Brasilia has been turned into a city of automobiles, and the highway network is connected to the whole of Brazil. However, only roads and highways used by motor vehicles were considered in the plan, and a large number of highways are scattered in the city, causing a high traffic accident rate. The public space of a city is very important, especially for the capital. Public space should be pleasant, a place for people to communicate and have social interactions. Unfortunately, such is not the case for Brasilia. The sun in Brasilia is strong, and the temperature is often rather hot. Thus, it is understandable that people do not stop and enjoy the large-scale landscape avenues. If it were Europe or any other place, it would be filled with bustling streets, pedestrians, cafes, and bars, all of which are absent in Brasilia. There is no street where the public can gather, no busy street corners and no lively shops on both sides of the road. There are no suitable meeting points in this city, making it so that its citizens can usually only invite guests to meet at their homes.
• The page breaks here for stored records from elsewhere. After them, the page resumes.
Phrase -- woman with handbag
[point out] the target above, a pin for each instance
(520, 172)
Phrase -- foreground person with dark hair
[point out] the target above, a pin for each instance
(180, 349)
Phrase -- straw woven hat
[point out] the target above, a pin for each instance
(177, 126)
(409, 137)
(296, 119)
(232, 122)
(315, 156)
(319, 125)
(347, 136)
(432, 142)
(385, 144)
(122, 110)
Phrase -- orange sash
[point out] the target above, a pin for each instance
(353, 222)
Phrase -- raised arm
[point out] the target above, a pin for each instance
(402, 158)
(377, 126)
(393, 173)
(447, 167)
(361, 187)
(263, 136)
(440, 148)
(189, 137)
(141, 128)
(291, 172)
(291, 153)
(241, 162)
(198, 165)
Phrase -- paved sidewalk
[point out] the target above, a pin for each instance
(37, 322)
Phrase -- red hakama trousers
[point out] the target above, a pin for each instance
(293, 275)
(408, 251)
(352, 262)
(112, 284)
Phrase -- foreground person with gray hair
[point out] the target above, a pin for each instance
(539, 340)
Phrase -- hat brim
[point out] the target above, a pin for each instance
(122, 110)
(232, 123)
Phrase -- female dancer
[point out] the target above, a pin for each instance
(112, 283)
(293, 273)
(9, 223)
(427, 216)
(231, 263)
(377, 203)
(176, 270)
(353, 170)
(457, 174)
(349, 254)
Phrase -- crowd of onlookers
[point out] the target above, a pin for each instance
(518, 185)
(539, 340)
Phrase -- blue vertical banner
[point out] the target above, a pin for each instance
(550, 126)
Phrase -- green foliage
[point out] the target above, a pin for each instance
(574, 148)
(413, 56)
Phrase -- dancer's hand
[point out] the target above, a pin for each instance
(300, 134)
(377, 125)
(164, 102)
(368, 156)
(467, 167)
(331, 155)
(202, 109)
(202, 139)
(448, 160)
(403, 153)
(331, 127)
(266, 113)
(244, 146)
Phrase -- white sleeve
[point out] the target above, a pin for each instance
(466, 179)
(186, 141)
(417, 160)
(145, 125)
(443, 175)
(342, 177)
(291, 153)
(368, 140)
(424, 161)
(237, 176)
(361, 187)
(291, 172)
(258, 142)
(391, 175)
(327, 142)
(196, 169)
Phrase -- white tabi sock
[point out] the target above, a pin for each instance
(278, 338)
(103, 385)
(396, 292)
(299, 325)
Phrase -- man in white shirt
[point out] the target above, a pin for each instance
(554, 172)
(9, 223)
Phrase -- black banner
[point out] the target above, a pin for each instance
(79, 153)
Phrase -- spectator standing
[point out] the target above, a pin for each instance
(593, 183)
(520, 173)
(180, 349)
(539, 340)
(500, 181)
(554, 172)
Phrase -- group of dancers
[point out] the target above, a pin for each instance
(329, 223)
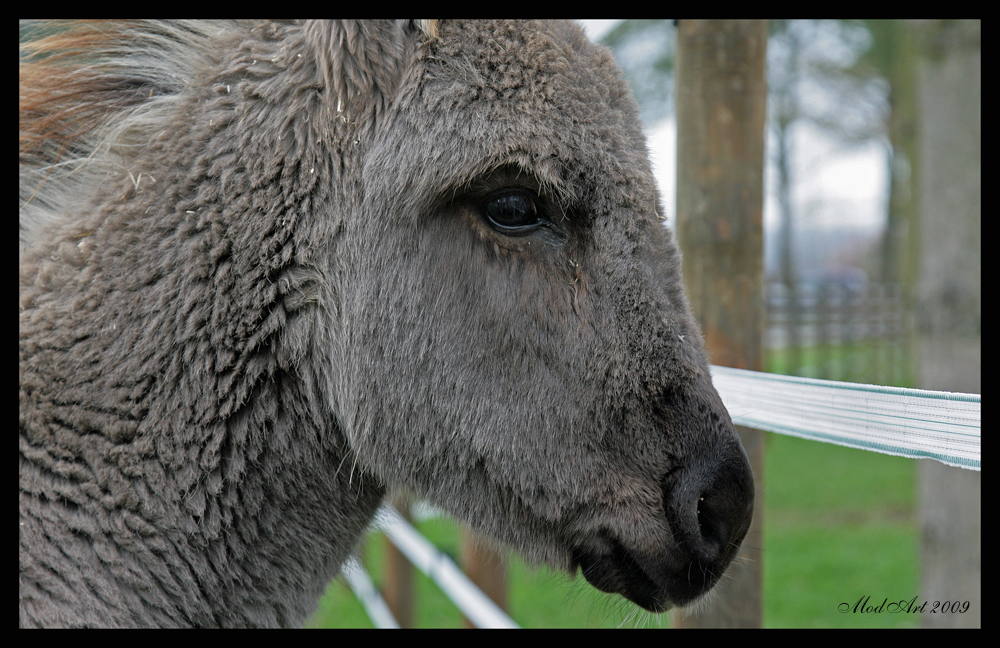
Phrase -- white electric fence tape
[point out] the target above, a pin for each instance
(476, 606)
(911, 423)
(376, 607)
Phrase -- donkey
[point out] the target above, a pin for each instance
(271, 270)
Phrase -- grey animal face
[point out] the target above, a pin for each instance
(270, 269)
(512, 340)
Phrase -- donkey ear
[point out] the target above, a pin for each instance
(362, 61)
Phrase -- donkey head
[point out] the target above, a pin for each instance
(510, 338)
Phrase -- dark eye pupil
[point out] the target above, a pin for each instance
(512, 209)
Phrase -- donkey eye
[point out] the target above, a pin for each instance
(513, 212)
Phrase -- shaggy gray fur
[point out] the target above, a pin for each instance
(259, 286)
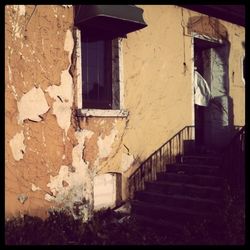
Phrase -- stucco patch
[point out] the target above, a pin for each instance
(22, 198)
(34, 188)
(16, 27)
(126, 162)
(78, 190)
(105, 144)
(63, 94)
(31, 105)
(104, 191)
(17, 146)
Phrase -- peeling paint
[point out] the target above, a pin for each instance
(78, 189)
(22, 198)
(104, 191)
(34, 188)
(63, 94)
(126, 161)
(10, 73)
(20, 9)
(31, 105)
(16, 27)
(105, 144)
(17, 146)
(14, 91)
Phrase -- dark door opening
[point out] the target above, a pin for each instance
(211, 116)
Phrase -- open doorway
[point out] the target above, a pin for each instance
(212, 117)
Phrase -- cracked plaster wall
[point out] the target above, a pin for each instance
(64, 154)
(40, 139)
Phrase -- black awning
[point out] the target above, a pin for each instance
(116, 20)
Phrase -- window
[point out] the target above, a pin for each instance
(100, 72)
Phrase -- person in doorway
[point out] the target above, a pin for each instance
(202, 96)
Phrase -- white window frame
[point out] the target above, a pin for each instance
(98, 112)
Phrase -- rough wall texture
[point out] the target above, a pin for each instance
(52, 156)
(43, 150)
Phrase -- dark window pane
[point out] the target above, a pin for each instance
(96, 72)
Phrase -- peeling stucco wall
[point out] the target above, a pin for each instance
(53, 156)
(40, 138)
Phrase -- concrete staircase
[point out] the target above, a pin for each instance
(190, 191)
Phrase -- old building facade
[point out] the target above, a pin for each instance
(61, 152)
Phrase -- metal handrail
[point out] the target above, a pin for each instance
(157, 161)
(233, 162)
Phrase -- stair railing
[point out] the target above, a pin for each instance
(167, 154)
(233, 162)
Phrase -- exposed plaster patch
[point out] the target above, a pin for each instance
(34, 188)
(20, 10)
(126, 162)
(104, 191)
(31, 105)
(14, 91)
(105, 144)
(74, 188)
(10, 73)
(17, 146)
(63, 94)
(22, 198)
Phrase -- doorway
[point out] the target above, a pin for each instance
(212, 119)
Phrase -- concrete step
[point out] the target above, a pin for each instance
(194, 203)
(161, 225)
(186, 168)
(172, 214)
(201, 159)
(167, 187)
(203, 180)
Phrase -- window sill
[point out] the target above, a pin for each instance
(102, 113)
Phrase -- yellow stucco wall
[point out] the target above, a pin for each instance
(51, 155)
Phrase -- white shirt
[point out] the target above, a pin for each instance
(202, 93)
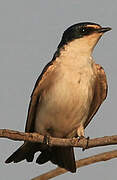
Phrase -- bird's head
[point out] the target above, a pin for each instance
(83, 36)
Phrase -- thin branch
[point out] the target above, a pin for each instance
(35, 137)
(80, 163)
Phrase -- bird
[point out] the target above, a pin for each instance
(66, 96)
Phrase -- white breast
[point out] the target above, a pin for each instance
(67, 102)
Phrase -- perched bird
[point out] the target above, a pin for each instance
(66, 96)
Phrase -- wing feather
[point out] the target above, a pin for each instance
(100, 92)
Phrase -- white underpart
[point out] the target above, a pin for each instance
(65, 106)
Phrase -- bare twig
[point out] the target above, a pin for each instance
(74, 142)
(35, 137)
(80, 163)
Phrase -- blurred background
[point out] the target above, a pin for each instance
(30, 31)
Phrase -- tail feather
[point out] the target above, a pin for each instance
(26, 151)
(62, 156)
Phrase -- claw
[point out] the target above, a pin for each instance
(86, 147)
(46, 140)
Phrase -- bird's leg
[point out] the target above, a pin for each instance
(80, 132)
(81, 135)
(46, 140)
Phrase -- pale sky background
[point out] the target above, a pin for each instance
(30, 31)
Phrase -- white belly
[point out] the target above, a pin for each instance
(66, 104)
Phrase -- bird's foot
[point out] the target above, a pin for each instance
(46, 140)
(86, 147)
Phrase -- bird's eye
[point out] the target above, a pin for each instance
(83, 30)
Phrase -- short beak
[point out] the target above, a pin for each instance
(103, 30)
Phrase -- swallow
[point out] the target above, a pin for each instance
(66, 96)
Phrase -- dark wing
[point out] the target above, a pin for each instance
(100, 92)
(42, 82)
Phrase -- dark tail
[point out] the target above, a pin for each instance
(62, 156)
(26, 151)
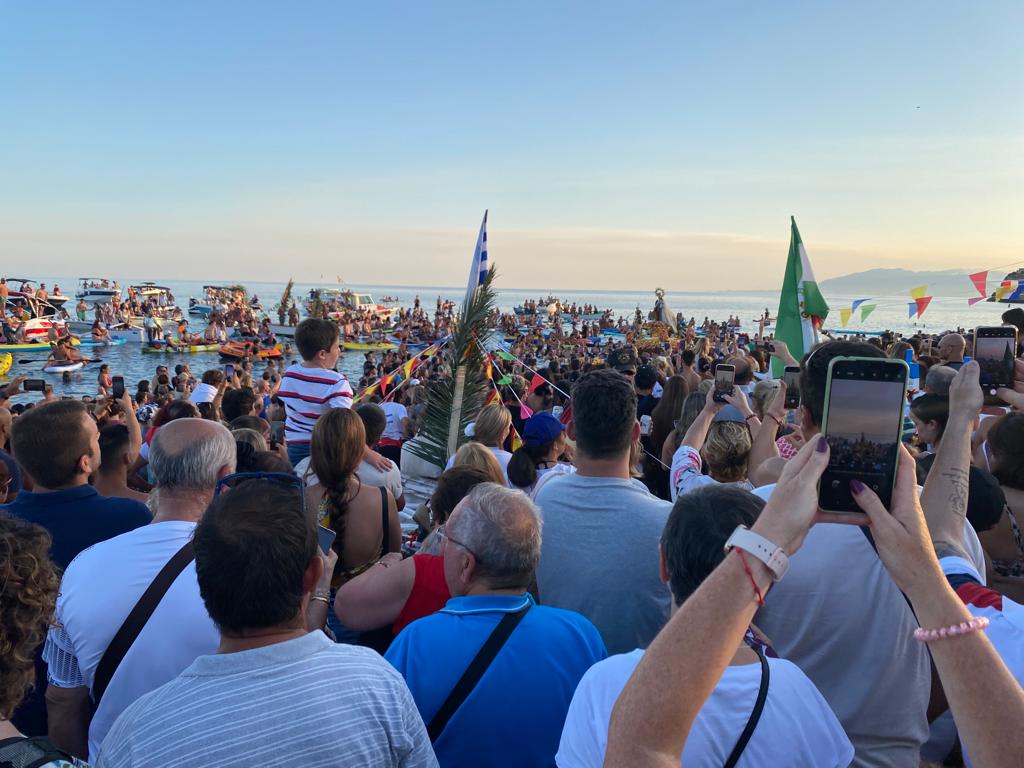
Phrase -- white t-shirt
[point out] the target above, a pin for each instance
(839, 616)
(797, 728)
(394, 412)
(98, 590)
Some negative things are also reflected in terms of the construction background of the entire city. Brasilia shaped a very famous architect, Oscar Niemeyer, who completed many of the main buildings in the city as well. Niemeyer was a leftist and at that time, it was also a leftist government that pushed for the construction and development of Brasilia. The basic idea of the leftist in South America was to build large-scale infrastructure. In this way, many workers would be needed, and the employment problem would be solved. With employment, the income level would go up, and the support for the left-wing government would increase. This of course meant that the votes for such a government would be guaranteed. The right-wing government emphasized on efficiency and hoped to rejuvenate economic growth within the country. Juscelino Kubitschek, then President of the left-wing Brazilian government, was the one responsible for the infrastructure projects, and because of his ambitions, the construction of Brasilia was launched.

But this kind of large infrastructure economic model can easily cause heavy debts and cause a huge debt burden. This is also an important reason why the Brazilian military and other political forces opposed the construction of the city of Brasilia. Not long after the completion of Kubitschek's Brasilia, he died in a car accident. After that, Brazil slowly shifted from a left-wing government to a right-wing government. In South America, this kind of regime rotation, from left to right, and then from right to left, is fairly common. It did not take long for the Brasilia that we see today to take shape. Brasilia is indeed very beautiful on the surface, with many of its buildings being extremely eye-catching, it will undoubtedly leave a strong visual impact on people. Therefore, there are those who blindly imitate and repeat the Brasilia-style tragedy, which is still being performed all over the world and some places in China. The damage brought about by this is quite serious. In order to repair the city's defects, the Brazilian government has been working continuously up till now. Even to this day, it has not solved many problems left over from the construction of Brasilia, which requires a large amount of capital investment and time to gradually resolve them.

Although the city of Brasilia is beautifully designed, it is not a city suitable for living. A city cannot bring out the real urban value just for being beautiful, nor can it bring real improvement in urban assets.